In an eerie similarity to our present market, gold rose roughly in line with the moving averages for much of the early stages of the bull market. However, in late 1979, gold took off from the moving averages, exploding upward by 123% in just 3 months. After the bubble was pierced, gold fell 30% in just 7 days. This is the classic bubble, as those savvy investors got involved in the late 1970s, but then the investing public got wind of it and decided to flood in all at the same time, causing the price of the metal to escalate extremely rapidly. We believe the odds of this large a rise are not great given today’s deeper global market for physical gold and ETFs, but the outcome could be the same. We have always maintained that at some point gold would go absolutely crazy, with buyers bidding it up ever-dizzying heights each day on end, exactly how silver looked in April, and that would most likely mark the end of the gold bull market. We sincerely hope that situation is not what is being played out right now, but we must err to the side of caution.
In viewing gold’s incredible rise, it is helpful to know just who is buying. The following chart shows the Managed Money net long interest in blue and gold’s price in yellow.

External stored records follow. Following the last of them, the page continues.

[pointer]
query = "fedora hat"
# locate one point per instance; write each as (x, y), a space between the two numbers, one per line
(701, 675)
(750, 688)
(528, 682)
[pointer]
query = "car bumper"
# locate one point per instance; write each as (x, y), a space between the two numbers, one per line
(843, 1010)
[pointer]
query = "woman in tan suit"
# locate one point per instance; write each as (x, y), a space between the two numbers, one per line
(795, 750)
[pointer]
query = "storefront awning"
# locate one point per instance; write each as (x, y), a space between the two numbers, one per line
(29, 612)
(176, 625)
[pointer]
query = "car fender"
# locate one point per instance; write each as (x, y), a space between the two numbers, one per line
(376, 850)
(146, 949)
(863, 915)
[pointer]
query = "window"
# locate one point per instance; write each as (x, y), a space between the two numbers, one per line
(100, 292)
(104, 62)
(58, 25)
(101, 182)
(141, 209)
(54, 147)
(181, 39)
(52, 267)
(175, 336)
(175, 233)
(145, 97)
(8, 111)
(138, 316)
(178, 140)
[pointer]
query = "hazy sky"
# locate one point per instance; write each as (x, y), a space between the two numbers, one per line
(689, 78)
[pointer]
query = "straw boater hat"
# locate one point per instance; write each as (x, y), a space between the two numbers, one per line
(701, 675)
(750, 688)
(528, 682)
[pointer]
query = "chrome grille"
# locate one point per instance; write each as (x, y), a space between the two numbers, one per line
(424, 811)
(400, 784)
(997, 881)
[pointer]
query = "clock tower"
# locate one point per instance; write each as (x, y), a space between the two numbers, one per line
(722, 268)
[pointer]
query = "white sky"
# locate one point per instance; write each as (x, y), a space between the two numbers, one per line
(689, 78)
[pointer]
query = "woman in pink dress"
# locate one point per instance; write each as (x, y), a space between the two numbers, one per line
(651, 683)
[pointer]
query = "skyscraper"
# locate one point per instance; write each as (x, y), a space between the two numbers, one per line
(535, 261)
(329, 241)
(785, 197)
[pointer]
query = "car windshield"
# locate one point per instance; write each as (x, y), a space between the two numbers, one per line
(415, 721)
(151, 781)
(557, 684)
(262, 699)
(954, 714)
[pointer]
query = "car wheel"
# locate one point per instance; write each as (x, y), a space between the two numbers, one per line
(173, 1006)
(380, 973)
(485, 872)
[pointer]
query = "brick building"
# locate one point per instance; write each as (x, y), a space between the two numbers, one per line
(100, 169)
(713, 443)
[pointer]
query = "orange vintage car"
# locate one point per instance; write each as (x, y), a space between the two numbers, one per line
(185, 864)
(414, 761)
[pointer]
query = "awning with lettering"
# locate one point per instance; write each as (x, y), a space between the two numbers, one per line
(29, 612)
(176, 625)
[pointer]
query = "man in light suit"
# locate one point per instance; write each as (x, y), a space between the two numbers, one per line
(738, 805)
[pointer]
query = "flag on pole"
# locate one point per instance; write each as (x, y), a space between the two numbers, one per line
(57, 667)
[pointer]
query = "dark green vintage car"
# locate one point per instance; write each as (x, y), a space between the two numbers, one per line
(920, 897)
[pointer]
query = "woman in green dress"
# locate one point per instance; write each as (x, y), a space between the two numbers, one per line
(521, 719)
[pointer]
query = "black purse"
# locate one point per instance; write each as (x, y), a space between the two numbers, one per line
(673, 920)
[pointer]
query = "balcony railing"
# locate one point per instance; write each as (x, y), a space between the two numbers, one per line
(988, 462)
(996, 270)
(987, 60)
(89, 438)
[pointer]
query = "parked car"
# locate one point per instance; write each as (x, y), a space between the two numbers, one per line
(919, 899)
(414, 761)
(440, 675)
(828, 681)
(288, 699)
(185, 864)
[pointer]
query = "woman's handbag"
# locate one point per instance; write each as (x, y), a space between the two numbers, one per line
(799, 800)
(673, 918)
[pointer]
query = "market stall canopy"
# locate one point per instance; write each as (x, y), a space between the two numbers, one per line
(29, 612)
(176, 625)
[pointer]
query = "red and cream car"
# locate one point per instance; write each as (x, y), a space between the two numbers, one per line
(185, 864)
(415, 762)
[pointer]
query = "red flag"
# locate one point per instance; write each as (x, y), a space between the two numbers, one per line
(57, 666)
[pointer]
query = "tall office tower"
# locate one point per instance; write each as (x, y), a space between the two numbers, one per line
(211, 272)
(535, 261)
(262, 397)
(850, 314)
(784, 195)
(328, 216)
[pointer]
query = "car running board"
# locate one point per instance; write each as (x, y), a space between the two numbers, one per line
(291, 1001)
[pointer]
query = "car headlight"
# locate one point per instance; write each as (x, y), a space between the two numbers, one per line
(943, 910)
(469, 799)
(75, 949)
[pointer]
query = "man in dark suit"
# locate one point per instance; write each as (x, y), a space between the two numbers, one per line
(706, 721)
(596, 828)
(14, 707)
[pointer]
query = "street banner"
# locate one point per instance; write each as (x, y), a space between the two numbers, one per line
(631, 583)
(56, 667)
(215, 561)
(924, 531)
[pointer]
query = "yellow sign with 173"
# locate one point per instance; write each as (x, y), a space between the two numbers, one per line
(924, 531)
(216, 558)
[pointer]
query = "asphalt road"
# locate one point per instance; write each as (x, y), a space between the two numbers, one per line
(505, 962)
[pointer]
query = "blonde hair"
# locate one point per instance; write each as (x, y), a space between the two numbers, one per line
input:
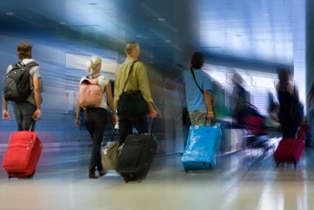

As can be seen, while gold Managed Money longs remain near an all-time high, they have actually backed off slightly in the past 2 weeks. This past week, gold Managed Money net longs increased by over 8,000 contracts, or 80,000 ounces, but is still down from the peak of 228k contracts set 2 weeks ago. While it would be convenient if gold futures traders were holding the bulk of the position, it isn’t necessarily bullish that gold is rising while Managed Money net longs are falling. Thinking back to silver, Managed Money net longs hit an all-time high in September 2010, but silver itself did not peak until April 2011. While futures traders scaled back, ETF and physical silver buyers flocked in to the metal en masse, and despite their not being as leveraged as futures traders, silver collapsed magnificently, falling 27% in one week.
Peering into total holdings of gold by ETFs paints a similar picture as to the run-up in silver. The chart below shows total dollar value of gold holdings by ETFs.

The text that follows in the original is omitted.